Faith, Marriage Mondays

Do This One Thing To Make Your Marriage Stronger

The one thing my husband tells our children and any other young person who askes is this, “Move at least 3 hours from both sets of parents.” I have to say I agree.

Lest you think we hate our parents, let me set the record straight- we don’t.

But, with that said, if parents are close at hand the process of leaving your family of origin and creating your own, new, nuclear family will be greatly thwarted.

I had an overbearing mother and my husband had an over bearing father.

To be clear, neihter was overbearing because they hated us. They loved us dearly. The problem was that they both thought that they knew what was best for us but they didn’t agree on what that was.

So there Tony and I were caught in the middle. This created a lot of stress on our newly born marriage. We hadn’t been “grown” long enough to be comfortable with not doing what we were told by our parents.

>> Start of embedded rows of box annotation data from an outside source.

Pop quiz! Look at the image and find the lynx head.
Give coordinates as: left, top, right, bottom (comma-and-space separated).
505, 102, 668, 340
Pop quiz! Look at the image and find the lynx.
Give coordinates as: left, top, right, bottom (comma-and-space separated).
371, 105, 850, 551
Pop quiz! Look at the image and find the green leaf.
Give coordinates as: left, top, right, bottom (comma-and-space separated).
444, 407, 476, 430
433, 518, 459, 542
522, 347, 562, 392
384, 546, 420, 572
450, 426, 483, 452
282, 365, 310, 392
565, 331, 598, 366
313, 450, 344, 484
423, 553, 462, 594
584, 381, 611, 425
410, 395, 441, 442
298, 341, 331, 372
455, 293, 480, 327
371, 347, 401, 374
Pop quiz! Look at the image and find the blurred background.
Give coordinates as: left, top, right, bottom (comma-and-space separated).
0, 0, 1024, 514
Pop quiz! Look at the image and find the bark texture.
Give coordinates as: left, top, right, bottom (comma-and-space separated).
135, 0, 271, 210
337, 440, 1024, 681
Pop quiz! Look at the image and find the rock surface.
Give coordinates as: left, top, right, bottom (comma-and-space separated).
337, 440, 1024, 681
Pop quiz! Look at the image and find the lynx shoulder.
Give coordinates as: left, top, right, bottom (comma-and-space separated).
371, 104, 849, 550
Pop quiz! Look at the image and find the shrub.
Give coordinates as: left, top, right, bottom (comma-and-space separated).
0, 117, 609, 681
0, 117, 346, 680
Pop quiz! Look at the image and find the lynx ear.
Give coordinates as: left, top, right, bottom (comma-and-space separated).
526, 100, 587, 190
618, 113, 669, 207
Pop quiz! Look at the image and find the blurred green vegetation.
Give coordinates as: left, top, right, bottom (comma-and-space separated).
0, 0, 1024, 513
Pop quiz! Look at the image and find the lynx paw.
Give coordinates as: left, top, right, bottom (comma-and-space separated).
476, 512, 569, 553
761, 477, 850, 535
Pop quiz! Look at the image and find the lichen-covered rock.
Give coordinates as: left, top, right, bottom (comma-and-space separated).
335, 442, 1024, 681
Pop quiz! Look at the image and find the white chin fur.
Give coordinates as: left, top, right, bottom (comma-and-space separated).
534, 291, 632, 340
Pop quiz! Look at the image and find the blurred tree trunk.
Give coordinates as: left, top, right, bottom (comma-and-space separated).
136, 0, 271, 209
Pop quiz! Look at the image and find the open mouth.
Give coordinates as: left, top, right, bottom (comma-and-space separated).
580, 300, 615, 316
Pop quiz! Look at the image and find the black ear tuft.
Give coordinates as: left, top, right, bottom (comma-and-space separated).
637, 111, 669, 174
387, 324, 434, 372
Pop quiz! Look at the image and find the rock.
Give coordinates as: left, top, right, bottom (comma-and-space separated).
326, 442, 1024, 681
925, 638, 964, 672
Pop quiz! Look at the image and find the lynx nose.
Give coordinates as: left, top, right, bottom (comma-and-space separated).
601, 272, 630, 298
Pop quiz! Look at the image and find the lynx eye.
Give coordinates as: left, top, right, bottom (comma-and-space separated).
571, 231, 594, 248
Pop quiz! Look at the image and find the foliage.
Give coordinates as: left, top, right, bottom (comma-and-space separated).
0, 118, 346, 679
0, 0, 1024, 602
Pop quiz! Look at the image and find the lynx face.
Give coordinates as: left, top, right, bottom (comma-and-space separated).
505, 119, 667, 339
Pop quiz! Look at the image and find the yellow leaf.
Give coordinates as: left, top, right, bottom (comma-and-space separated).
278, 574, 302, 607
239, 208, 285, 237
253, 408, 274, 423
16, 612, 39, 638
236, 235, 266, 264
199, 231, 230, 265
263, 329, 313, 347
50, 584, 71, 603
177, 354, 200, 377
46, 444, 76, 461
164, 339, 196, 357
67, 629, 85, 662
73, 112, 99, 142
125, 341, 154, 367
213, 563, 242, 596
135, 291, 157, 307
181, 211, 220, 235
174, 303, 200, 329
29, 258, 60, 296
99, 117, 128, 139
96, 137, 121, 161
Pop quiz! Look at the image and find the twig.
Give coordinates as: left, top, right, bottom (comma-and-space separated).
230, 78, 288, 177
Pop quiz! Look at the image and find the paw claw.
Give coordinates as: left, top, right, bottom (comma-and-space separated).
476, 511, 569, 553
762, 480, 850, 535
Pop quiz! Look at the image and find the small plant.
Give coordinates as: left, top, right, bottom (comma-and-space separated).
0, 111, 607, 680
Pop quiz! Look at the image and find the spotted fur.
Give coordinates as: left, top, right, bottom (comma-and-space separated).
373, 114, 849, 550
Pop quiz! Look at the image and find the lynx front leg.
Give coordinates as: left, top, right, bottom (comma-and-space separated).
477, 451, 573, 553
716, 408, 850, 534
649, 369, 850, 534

I can’t really figure out why either thought we needed to be told what to do. I mean we were all of 19 and 21!

Can you blame them? I am still weighing in heavy on my 19 and 21 year-old children’s lives. They were just being parents and we were just being children.

And that was the problem, we needed to stop being children and be adults.

My second daughter did what her dad said. She left Canton and moved to Galveston TX, 5 hours away, with her new husband. She said that even though we weren’t the meddling kind of parents, she would have continued to depend on us instead of her new husband. The distance caused them to forge a tighter bond faster.

So, do yourself a favor, put some distance between you and your parents so that you can become one.

3 thoughts on “Do This One Thing To Make Your Marriage Stronger”

  1. This is really true, at least for awhile. It’s true even if not married. The distance helps the transition to the next stage of life for both parent and child from the parents roll as fixer/manager/caregiver and chikd from dependant/needing of care and oversight. The parent child relationship must change once adulthood is reached and can be difficult on both but the parent releases and child learns independence, what works and doesn’t for themselves. In the end, we become peers and best friends, supportive adult family members.